High-density endocardial activation mapping of the right atrium in three dimensions by composition of multielectrode catheter recordings

Abstract

The use of radiofrequency ablation for treatment of complex arrhythmia substrates has prompted interest in transcatheter endocardial activation mapping. Technical constraints on catheter fabrication and the intention to use such maps to guide ablation both demand innovative approaches to mapping. A fluoroscopically based endocardial mapping technique is proposed to improve the ability of electrophysiologists to interpret large amounts of data acquired using multielectrode catheter arrays, improving their ability to visualize the data and act on its content. This technique addresses previous limitations imposed by the number of electrodes that can be deployed and by the difficulty in determining their relative spatial locations. It is based on the composition of multiple activation sequence mappings made in a single rhythm, with the spatial locations of recording electrode pairs determined in orthogonal fluoroscopic views referenced to stable intrathoracic markers. Rather than imposing a geometry determined primarily by the measurement apparatus, the spatial locations of only those electrodes in proximity to the endocardial surface, as determined by their ability to record bipolar electrograms, are measured.
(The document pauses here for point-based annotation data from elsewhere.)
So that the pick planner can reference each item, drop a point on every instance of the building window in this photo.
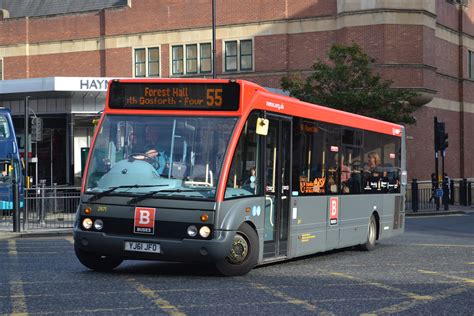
(470, 64)
(231, 56)
(154, 62)
(459, 2)
(246, 55)
(197, 57)
(205, 58)
(178, 60)
(147, 62)
(238, 55)
(191, 59)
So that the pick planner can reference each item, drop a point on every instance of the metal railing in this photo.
(421, 194)
(50, 207)
(43, 208)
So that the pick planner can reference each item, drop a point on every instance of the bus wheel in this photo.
(97, 262)
(243, 255)
(371, 235)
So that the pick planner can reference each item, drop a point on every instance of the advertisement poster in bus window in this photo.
(144, 220)
(333, 210)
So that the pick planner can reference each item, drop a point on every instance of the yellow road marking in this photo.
(398, 308)
(157, 300)
(383, 286)
(465, 280)
(291, 300)
(17, 295)
(444, 245)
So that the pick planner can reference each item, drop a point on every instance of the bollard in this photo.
(451, 191)
(463, 192)
(445, 194)
(43, 201)
(16, 206)
(55, 200)
(469, 194)
(414, 195)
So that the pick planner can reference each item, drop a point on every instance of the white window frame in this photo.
(147, 66)
(198, 59)
(239, 67)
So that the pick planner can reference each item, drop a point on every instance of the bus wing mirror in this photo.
(404, 178)
(262, 126)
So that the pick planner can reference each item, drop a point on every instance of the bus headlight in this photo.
(192, 231)
(98, 224)
(205, 232)
(87, 223)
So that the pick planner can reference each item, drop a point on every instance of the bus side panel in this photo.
(355, 212)
(392, 221)
(307, 225)
(232, 213)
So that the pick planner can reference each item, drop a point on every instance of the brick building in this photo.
(424, 45)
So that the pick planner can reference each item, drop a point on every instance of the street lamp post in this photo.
(213, 39)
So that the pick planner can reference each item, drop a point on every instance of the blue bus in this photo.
(10, 163)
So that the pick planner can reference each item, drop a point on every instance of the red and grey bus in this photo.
(228, 173)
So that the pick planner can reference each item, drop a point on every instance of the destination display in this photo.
(175, 96)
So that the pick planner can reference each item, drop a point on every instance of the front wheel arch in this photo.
(244, 252)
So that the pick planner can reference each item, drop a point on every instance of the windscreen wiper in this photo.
(110, 190)
(148, 195)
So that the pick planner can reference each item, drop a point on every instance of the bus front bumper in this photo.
(180, 250)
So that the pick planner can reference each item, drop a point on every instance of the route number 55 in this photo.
(214, 97)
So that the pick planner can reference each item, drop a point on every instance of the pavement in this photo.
(57, 232)
(453, 209)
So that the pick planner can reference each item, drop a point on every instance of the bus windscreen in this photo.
(174, 96)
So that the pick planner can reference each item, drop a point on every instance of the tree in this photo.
(348, 83)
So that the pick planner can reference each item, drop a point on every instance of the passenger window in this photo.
(316, 157)
(245, 175)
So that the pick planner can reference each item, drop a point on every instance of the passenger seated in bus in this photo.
(373, 165)
(251, 182)
(156, 159)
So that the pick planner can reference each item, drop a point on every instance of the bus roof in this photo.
(251, 96)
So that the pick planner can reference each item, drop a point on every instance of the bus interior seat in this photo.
(198, 171)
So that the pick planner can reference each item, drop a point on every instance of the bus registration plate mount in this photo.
(142, 247)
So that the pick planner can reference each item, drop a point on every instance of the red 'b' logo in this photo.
(144, 220)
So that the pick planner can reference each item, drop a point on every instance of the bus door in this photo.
(277, 186)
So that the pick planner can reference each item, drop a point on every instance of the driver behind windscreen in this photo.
(152, 151)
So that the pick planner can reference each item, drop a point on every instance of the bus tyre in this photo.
(97, 262)
(371, 235)
(243, 255)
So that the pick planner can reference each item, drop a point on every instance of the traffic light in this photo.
(445, 141)
(441, 137)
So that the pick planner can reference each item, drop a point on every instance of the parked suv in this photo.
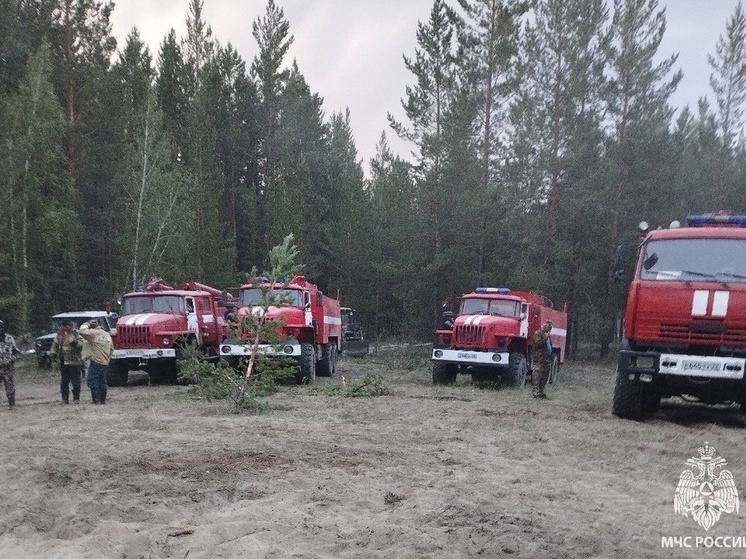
(43, 344)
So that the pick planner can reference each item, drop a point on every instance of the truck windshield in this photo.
(721, 260)
(148, 303)
(77, 321)
(495, 307)
(252, 297)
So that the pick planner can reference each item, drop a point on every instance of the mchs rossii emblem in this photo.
(706, 490)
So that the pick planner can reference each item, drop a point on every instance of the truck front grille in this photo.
(132, 336)
(470, 335)
(714, 333)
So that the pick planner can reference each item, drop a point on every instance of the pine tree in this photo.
(427, 107)
(272, 36)
(489, 48)
(36, 218)
(638, 106)
(728, 80)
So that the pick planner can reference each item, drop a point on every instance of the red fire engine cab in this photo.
(685, 319)
(155, 324)
(490, 337)
(309, 324)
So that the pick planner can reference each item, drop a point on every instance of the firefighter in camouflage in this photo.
(541, 356)
(8, 354)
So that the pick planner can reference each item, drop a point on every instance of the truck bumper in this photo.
(235, 350)
(646, 366)
(465, 357)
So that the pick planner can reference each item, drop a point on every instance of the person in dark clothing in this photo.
(8, 354)
(541, 357)
(98, 348)
(66, 349)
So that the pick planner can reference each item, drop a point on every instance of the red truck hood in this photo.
(293, 316)
(498, 324)
(164, 321)
(687, 312)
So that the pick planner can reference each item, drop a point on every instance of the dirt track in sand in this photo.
(427, 471)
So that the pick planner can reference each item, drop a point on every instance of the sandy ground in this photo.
(428, 471)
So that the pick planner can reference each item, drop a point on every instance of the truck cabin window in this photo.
(252, 297)
(156, 304)
(494, 307)
(722, 260)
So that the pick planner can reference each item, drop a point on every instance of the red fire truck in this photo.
(685, 320)
(490, 337)
(155, 324)
(309, 324)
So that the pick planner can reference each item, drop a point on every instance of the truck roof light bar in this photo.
(717, 220)
(501, 290)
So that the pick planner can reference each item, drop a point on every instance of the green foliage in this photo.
(210, 381)
(540, 139)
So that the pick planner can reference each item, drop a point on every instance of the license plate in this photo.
(700, 366)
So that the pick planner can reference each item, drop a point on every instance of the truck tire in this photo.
(627, 397)
(327, 364)
(307, 370)
(517, 371)
(553, 368)
(444, 373)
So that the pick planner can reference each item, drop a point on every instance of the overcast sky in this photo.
(350, 51)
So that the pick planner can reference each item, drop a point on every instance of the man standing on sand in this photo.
(541, 357)
(8, 354)
(98, 348)
(66, 349)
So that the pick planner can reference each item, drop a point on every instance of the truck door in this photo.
(307, 307)
(192, 321)
(524, 320)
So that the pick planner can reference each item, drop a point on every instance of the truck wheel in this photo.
(307, 371)
(553, 368)
(517, 370)
(444, 373)
(325, 366)
(627, 397)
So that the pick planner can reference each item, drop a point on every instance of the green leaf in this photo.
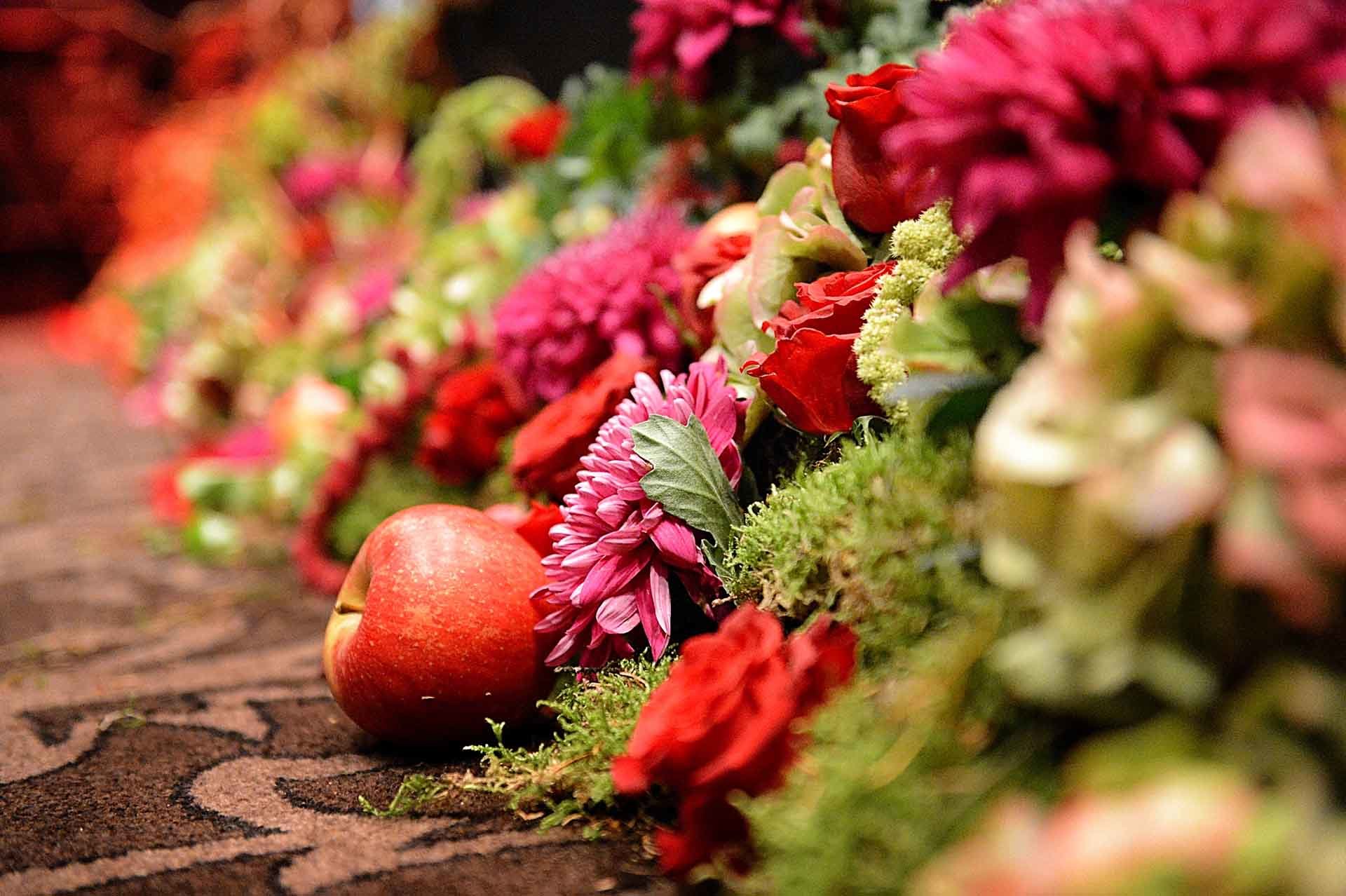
(687, 478)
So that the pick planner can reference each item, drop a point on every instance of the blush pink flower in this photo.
(679, 36)
(591, 300)
(617, 552)
(1038, 114)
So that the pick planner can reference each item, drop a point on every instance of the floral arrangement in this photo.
(963, 514)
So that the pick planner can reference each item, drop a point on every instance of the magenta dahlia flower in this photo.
(679, 36)
(1040, 112)
(616, 549)
(591, 300)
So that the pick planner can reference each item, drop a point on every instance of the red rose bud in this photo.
(474, 411)
(724, 721)
(548, 448)
(810, 376)
(536, 527)
(538, 133)
(723, 240)
(869, 186)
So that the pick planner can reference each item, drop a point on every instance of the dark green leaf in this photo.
(687, 478)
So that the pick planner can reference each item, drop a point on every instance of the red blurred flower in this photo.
(1038, 114)
(721, 241)
(548, 448)
(724, 721)
(538, 133)
(591, 300)
(535, 524)
(810, 374)
(538, 527)
(873, 191)
(243, 451)
(474, 409)
(1283, 420)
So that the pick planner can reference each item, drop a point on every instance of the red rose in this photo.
(869, 184)
(548, 448)
(536, 527)
(474, 409)
(724, 721)
(723, 240)
(166, 499)
(538, 133)
(810, 374)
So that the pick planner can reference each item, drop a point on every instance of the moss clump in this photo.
(862, 534)
(414, 794)
(572, 773)
(901, 764)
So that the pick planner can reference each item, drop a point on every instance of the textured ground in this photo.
(165, 728)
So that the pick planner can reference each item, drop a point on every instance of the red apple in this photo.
(433, 631)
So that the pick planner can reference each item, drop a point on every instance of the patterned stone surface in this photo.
(166, 728)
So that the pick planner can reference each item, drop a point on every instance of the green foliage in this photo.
(688, 478)
(389, 486)
(899, 766)
(876, 32)
(921, 350)
(860, 534)
(571, 773)
(610, 140)
(414, 794)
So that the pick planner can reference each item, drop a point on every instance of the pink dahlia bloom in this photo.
(1040, 112)
(679, 36)
(591, 300)
(313, 181)
(616, 549)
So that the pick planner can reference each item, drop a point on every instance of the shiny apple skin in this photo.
(433, 630)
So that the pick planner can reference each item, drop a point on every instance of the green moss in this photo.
(571, 773)
(863, 534)
(901, 766)
(414, 794)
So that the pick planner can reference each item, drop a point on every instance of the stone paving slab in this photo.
(165, 727)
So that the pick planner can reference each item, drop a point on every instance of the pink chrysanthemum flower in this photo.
(679, 36)
(591, 300)
(1040, 112)
(616, 549)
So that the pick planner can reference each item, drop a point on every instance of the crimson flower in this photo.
(474, 411)
(1041, 112)
(810, 374)
(724, 721)
(679, 36)
(538, 133)
(591, 300)
(873, 193)
(548, 448)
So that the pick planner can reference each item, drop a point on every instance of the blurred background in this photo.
(85, 85)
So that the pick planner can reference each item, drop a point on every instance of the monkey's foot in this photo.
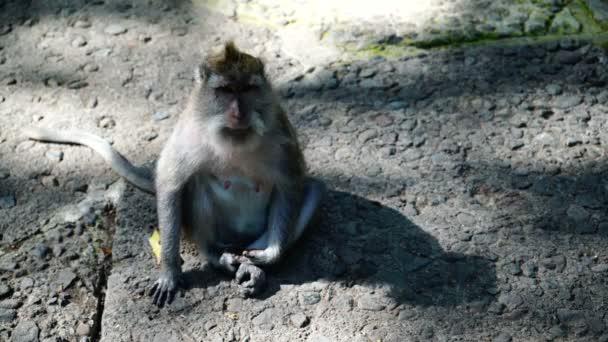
(251, 279)
(262, 257)
(164, 289)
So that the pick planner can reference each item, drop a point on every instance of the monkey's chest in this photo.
(243, 205)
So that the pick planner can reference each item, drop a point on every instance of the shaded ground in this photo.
(469, 184)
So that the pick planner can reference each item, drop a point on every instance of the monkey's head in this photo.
(238, 98)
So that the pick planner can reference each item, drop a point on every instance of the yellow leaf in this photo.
(154, 241)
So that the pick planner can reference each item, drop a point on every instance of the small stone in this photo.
(64, 279)
(106, 122)
(5, 291)
(41, 251)
(299, 320)
(115, 29)
(149, 136)
(567, 101)
(553, 89)
(49, 181)
(309, 297)
(370, 303)
(159, 116)
(54, 156)
(511, 300)
(600, 268)
(25, 331)
(90, 67)
(79, 42)
(7, 202)
(91, 102)
(77, 84)
(502, 337)
(367, 135)
(26, 283)
(83, 329)
(7, 315)
(10, 304)
(82, 23)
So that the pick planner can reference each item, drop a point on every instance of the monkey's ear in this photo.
(199, 73)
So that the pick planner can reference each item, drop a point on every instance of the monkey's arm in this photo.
(119, 164)
(175, 167)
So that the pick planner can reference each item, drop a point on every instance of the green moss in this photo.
(584, 15)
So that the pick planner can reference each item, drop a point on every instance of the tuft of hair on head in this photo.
(227, 59)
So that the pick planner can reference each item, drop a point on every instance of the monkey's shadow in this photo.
(358, 241)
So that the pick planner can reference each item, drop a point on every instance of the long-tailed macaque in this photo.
(231, 176)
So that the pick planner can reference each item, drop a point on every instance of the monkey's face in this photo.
(238, 104)
(239, 98)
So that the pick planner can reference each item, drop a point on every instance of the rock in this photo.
(77, 84)
(567, 101)
(371, 303)
(79, 41)
(309, 298)
(502, 337)
(82, 23)
(159, 116)
(7, 202)
(115, 29)
(83, 329)
(511, 300)
(64, 279)
(25, 331)
(7, 315)
(568, 57)
(553, 89)
(41, 251)
(299, 320)
(5, 291)
(26, 283)
(565, 22)
(600, 268)
(10, 304)
(54, 156)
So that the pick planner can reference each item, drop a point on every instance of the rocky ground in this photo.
(465, 143)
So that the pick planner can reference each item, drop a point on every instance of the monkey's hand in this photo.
(263, 257)
(251, 279)
(164, 289)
In this manner, the geometry of the endocardium may be approximated by measurements made of electrode position. Using this approach, the number of endocardial sites that can be sampled in a stable rhythm is theoretically unlimited, resulting in the realization of high-resolution activation maps. Spatiotemporal data may be used to create three-dimensional activation sequence maps, displayed as animated sequences. This technique was used in anatomically normal and diseased human right atria to create activation maps of sinus and paced rhythms, classic atrial flutter, and postoperative intraatrial reentrant tachycardia, using a median of 108 electrode positions (range, 27–197) in 25 maps. The activation sequences represented by these maps were diverse, but qualitatively concordant with known mechanisms of atrial activation. High-density catheter-based activation mapping of the right atrium is feasible and may improve understanding of complex arrhythmias and assist in the development of ablative techniques. Further research is needed on the spatial correlation between cardiac anatomy and fluorography, suppression of spatial artifact, and optimal mapping densities.